Whenever I have questions on Ant, I seek the vast Google resources or perhaps even the personal connection. I also happen to know the author of the authoritative Oreilly book on Ant, Erik H. His children and mine happen to go the same private elementary school here in town.
Now that I am in Maven land for several years, I could not believe that I have not jumped into the bandwagon earlier. I remembered my maiden Java journey in 1999 taking the class and compiling all the source codes through the command-line. Boy, they were painful. Managing the classpath to all the required JAR(s) is not for the faint of heart.
And then came, the JBuilder, and then IBM, the heavyweight, chips in with Eclipse. And voila, suddenly, IDE makes those pains go away and Java development could be fun again.

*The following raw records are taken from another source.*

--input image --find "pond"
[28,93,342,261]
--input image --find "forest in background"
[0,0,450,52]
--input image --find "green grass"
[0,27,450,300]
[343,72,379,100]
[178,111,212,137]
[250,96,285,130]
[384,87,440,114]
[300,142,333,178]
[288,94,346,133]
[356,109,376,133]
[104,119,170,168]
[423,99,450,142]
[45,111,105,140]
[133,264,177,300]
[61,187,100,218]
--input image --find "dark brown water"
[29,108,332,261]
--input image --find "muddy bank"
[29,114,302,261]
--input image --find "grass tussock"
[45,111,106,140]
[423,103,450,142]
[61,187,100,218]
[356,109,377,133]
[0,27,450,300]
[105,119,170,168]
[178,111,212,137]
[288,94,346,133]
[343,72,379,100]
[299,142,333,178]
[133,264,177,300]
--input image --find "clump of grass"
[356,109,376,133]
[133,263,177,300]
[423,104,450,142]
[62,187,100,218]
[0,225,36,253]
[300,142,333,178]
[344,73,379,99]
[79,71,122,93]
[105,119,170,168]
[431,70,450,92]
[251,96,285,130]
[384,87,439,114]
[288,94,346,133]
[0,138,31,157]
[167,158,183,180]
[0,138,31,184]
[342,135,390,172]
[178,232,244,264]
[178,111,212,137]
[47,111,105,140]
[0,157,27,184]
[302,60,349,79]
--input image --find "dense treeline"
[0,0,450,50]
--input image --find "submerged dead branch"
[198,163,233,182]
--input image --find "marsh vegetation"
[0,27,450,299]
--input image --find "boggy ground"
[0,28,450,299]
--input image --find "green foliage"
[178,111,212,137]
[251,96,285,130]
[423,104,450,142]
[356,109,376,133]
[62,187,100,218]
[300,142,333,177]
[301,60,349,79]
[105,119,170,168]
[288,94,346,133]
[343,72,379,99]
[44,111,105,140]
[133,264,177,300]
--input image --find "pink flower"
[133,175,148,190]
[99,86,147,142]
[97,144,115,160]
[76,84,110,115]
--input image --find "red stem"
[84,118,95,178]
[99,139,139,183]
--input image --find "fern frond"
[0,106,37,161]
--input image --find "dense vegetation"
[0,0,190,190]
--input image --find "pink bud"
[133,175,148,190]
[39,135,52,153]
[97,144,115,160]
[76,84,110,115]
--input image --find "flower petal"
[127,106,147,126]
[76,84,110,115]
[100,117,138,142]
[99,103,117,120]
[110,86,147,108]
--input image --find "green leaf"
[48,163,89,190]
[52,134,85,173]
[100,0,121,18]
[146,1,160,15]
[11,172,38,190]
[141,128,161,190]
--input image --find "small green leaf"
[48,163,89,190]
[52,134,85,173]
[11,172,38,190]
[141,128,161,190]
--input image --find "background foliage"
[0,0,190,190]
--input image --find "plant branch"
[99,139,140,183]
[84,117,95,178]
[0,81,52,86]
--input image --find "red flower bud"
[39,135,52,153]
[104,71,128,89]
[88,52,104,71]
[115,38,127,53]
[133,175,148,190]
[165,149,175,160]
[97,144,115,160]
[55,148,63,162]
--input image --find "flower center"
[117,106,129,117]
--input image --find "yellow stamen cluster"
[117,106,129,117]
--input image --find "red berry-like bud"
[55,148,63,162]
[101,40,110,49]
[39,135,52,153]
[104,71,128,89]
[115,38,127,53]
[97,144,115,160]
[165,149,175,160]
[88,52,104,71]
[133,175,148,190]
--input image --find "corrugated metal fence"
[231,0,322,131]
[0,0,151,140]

Of course, with every story, there is always the ups and downs. While Eclipse has been the IDE of choice, it comes with its own problems. Go to the official website, then you are presented with a plethora of choices. What frameworks and languages do you want to work with?! J2SE, J2EE?! C++?! or perhaps even PHP or Ruby?!
After that, you need to make sure that you have the right plug-ins so that you can move on with your development goal. For the J2EE, you most likely need the plug-ins to Tomcat, Jetty web-server, JBoss AS and various DB connectors.
Now, at the beginning of the Oracle/PeopleSoft project in 2005, I begin to use the UNIX utilities quite extensively from the BASH script to the Perl and Ruby. And, I realize that command-line is not something to shy away from. With that newfound rigor, I started to wonder whether there is something new in the Java-world that alleviate those pains that I remember earlier in my Java journey.
One thing led to the next, I come across Maven 2 and never even look back. Yes, as with any tools, there is a learning curve. There are certain conventions that you need to be familiar with and to follow to use Maven to its potential. And yes, you would make mistakes. But, trust me, those are the mistakes worth learning from.